In my experience many dev think the scripting language heritage means these languages have smaller/lighter runtimes
Not that I want to go down the rabbit hole, but I probably fall into the category of “JVM is heavy, but I use Python”
Sure, memory consumption and CPU perf are both pretty bad in Python, but latency and memory footprint of the runtime itself are pretty good, so it’s ideal for tooling, crons, lambdas etc. JVM is comparatively efficient once you have the JVM ready, but that sure takes tons of resources.
I’m hoping Graal changes this. I don’t like JVM-based languages, but I do like technological progress.
Python startup time can be significant for non-trivial programs as well, and it's been a big problem for Mercurial and other projects. For example, see these threads:
If your script is expected to be run interactively on a frequent basis, then Go, Rust, C++, or even Bash (for simple stuff) will give you much lower user-perceived latency than Python.
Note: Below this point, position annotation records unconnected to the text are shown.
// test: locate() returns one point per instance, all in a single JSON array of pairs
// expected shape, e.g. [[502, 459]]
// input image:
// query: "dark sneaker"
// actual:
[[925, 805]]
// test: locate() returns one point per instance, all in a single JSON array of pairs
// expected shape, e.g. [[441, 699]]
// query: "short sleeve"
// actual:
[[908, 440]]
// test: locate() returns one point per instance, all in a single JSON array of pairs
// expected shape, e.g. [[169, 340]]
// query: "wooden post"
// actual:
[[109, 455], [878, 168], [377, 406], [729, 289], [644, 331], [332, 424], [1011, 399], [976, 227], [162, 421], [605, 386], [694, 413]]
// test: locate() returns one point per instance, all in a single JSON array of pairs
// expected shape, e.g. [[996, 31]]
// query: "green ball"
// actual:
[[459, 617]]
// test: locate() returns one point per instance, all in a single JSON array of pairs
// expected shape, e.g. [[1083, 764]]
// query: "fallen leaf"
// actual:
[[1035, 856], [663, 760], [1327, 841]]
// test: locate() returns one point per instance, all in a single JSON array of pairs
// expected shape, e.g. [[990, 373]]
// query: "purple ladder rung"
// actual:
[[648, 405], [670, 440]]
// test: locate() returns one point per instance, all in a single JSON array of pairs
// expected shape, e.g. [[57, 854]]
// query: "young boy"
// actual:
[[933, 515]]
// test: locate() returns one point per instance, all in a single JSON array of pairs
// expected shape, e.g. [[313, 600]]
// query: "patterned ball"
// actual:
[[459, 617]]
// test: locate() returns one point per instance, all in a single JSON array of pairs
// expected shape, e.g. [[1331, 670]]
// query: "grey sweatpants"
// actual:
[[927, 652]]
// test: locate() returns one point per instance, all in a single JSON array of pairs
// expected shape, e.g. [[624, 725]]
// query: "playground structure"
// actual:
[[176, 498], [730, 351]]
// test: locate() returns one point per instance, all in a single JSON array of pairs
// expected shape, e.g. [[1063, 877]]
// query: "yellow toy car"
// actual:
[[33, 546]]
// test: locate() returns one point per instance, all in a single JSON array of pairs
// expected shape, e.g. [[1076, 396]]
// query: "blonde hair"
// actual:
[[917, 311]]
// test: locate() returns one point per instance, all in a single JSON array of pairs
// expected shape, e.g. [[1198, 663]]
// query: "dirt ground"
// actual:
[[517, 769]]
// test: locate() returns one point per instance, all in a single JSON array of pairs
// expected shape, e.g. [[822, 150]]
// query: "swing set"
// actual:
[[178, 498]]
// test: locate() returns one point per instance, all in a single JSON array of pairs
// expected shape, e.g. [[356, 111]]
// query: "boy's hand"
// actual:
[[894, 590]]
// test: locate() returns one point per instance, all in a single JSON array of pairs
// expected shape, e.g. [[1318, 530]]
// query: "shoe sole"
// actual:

It's fairly easy to use Class Data Storage and include an archive in Java 12 where startup time is important. This reduces start time significantly.
JVM starts really quick (~100ms on my machine) and doesn't use much resources as long as your app is small. that's... Uncommon in Java land though. Even simply apps pull in Guava/Apache Commons and a few client libraries. This can easily be thousands of classes. Nobody thinks about it because runtime cost for loading shitloads of code is so low. But you can improve this a ton by using ProGaurd and stripping out stuff you don't need
If I can do it in numpy, I can probably get a lighter, faster implementation with Python than in Java. More generally, if I can do it with a Python package that's actually a fairly thin wrapper around a C, C++ or Fortran library, then Python also has a decent chance of being the easy winner.
If none of those situations apply, then yeah, typically Java ends up being more efficient.
I have seen completely the opposite in the wild. In fact I've only seen it so far in the opposite direction (Java consuming far more memory than Python) that I have to ask what on Earth you are doing with Python to have found yourself in such a position.
(I've never successfully used Node so I have no idea what that's like in memory use.)